What is Deferred Adjudication in Texas?

By Bo Kalabus
bo@kalabuslaw.com
Office: 972-562-7549
Collin County 24-Hour Jail Release 214-402-4364
www.kalabuslaw.com
www.rosenthalwadas.com

The greatest benefit deferred adjudication offers is that is NOT a conviction and you have to opportunity to seal your arrest record. A conviction on the other hand can never be sealed or removed from your record. You get convicted when you have either lost at trial, or agreed to a plea agreement where you plead guilty before the court and the judge found you guilty and sentenced you.

On many types of cases, you may be offered deferred adjudication (deferred adjudication is not available on DWI cases). What’s different with deferred adjudication is when you plead guilty the judge does not find you guilty, and as a result you are not formally convicted of the charged offense.
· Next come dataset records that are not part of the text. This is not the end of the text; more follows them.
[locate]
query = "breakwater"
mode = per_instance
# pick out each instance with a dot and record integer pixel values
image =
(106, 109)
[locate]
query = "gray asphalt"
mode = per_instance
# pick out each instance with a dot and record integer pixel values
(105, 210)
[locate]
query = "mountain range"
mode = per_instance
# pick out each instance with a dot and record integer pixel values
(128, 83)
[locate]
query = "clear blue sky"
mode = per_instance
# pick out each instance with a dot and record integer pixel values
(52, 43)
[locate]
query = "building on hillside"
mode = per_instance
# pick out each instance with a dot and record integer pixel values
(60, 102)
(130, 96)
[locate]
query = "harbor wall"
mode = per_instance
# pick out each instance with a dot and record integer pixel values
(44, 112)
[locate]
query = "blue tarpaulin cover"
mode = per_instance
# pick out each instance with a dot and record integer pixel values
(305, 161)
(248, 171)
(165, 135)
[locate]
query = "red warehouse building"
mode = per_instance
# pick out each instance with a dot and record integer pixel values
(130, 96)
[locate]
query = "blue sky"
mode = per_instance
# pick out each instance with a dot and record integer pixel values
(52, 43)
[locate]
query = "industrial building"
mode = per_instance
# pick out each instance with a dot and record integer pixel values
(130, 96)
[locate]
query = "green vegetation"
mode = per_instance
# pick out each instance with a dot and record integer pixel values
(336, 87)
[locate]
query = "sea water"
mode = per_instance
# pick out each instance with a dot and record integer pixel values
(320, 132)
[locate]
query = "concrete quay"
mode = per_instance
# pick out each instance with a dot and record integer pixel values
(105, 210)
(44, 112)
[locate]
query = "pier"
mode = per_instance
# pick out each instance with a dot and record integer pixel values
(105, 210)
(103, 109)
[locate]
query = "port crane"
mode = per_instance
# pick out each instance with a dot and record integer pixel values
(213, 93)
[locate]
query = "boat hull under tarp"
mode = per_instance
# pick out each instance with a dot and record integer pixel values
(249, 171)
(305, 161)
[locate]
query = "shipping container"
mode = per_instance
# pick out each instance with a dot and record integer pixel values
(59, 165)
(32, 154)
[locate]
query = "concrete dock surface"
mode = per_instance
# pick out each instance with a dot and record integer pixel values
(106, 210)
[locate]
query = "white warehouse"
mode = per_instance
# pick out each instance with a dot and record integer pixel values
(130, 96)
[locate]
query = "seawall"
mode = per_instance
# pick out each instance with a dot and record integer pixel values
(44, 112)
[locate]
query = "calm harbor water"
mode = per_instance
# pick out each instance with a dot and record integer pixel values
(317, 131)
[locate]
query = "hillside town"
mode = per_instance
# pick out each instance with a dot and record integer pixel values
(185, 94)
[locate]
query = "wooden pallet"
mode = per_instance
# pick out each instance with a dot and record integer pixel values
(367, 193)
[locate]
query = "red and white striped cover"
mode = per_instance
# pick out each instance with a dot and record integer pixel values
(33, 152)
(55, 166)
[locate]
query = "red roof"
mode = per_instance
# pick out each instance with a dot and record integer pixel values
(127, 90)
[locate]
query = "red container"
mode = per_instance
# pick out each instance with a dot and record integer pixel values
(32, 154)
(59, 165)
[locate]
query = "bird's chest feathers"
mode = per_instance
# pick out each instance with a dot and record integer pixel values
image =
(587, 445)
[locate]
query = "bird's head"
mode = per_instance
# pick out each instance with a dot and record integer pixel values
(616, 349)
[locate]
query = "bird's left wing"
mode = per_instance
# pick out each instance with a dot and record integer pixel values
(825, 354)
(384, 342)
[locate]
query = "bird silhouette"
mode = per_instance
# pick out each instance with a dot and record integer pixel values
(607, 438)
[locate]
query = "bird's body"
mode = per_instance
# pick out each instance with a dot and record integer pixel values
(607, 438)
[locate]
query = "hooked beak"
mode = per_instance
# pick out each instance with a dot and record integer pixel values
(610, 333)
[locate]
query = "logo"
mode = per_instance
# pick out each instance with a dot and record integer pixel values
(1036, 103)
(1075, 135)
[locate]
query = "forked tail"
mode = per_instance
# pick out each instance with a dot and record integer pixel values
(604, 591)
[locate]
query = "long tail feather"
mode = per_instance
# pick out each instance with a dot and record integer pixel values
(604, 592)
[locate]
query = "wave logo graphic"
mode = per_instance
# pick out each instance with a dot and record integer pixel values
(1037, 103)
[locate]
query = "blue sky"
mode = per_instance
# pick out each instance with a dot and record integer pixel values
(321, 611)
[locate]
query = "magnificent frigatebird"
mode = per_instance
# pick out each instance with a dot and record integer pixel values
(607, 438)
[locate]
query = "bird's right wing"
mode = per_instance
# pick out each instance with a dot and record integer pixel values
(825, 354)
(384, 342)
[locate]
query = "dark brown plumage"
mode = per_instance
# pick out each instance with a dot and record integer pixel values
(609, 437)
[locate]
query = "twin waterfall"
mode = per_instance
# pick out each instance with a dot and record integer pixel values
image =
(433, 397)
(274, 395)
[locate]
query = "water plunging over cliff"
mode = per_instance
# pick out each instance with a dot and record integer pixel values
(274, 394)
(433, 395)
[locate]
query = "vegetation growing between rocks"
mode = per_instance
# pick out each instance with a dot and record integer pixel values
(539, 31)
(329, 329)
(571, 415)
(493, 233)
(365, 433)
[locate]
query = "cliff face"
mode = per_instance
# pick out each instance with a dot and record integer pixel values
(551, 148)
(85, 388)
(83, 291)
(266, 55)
Although you have not been convicted, the arrest will still appear on your record if you do nothing further.

In most misdemeanor cases, upon successful completion of the probation period, you can move to have the arrest sealed from the general public by filing a petition for non-disclosure. For felonies, you have to wait for 5 years before you move for a non-disclosure. Once the petition is granted, the arrest will be sealed. However, if you have a professional license of some sort, you will not be able to seal the record from those types of employers during background checks.